Though Bush saw no evidence of a challenge to the status quo, less than one year later an Oregon Democratic congressman introduced a bill that would means-test an ex-president's pension, eliminating it for a year if he earned more than $400,000 the year before. "Presidential pensions were originally granted to spare a former President the indignity of job seeking," Rep. Peter DeFazio explained, but Reagan's Japanese bonanza indicated that times had changed: "It's unseemly, to say the least, when a former President cashes in on his prestige this way, and doubly so when he continues to receive his full presidential pension." The bill died in committee, as did similar legislation in 2012 (the Presidential Allowance Modernization Act).
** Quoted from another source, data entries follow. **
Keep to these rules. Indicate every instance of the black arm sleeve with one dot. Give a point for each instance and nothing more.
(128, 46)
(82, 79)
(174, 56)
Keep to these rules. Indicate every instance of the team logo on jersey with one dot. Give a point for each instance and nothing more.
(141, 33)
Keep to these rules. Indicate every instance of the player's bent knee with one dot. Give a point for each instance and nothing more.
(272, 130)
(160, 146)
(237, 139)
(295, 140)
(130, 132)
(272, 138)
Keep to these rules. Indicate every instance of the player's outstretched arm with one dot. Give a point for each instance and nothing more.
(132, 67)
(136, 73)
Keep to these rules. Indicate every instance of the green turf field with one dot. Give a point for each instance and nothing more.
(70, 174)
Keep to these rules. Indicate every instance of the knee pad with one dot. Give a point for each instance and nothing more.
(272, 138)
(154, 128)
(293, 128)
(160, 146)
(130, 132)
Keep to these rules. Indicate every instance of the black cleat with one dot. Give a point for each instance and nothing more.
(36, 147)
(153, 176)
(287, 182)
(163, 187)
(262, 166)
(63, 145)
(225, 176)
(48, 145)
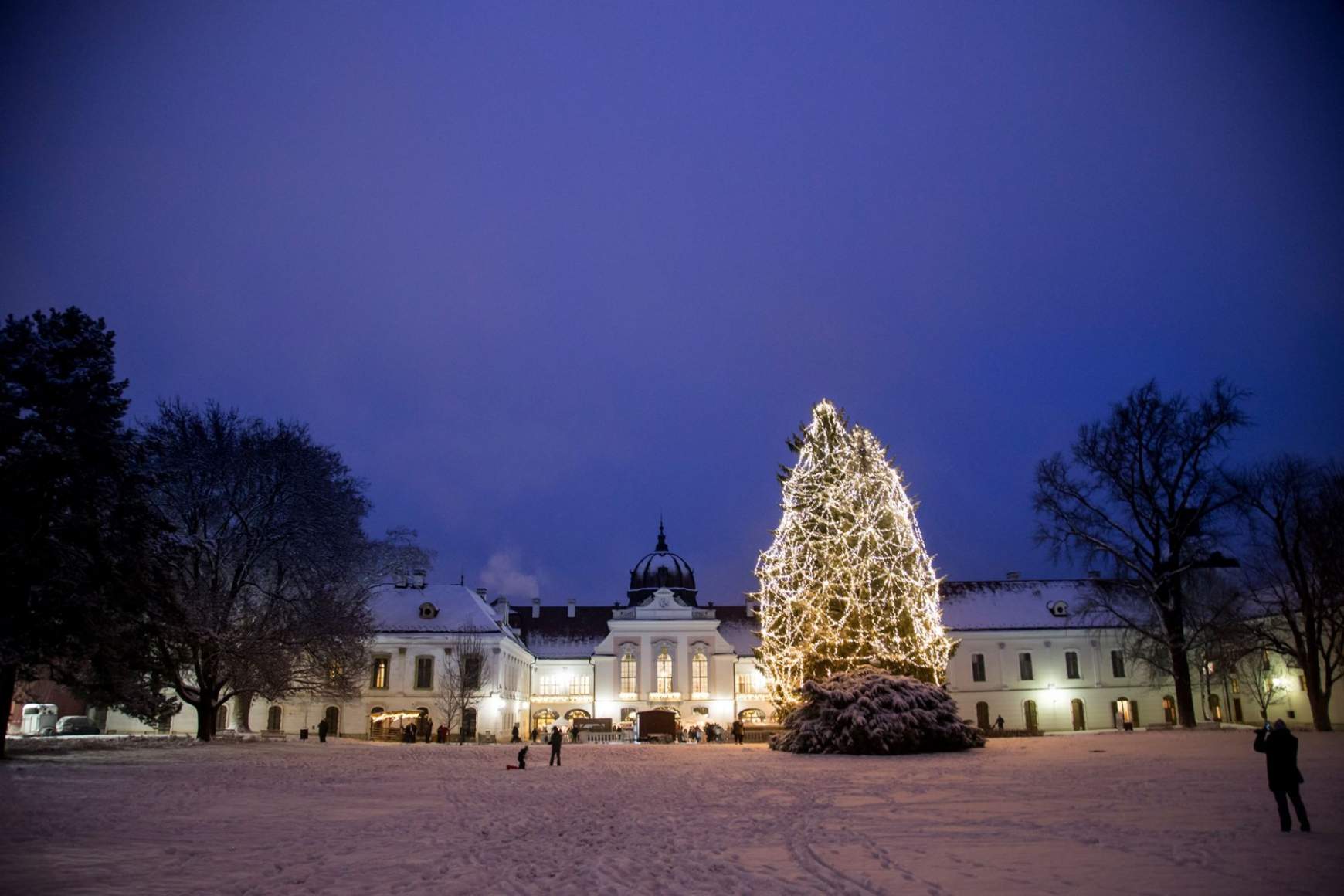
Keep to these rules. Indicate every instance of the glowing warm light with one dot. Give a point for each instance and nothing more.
(847, 579)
But the problem might not be ex-presidents' pensions so much as the private sector opportunities that they find so irresistible. As Matt Stoller has argued, the massive sums of money to be made on the corporate lecture circuit amount to a conflict of interest for sitting presidents, who can influence the fortunes of the very same companies they might soon hope will hire them as high-priced speakers. More than keeping ex-presidents out of the poorhouse, taxpayer subsidies eliminate the need for them to cater to businesses and wealthy individuals (as the rest of us generally must do, to some extent, in order to support ourselves). Perhaps the law should concern itself with not just the dignity of the office, but the integrity as well.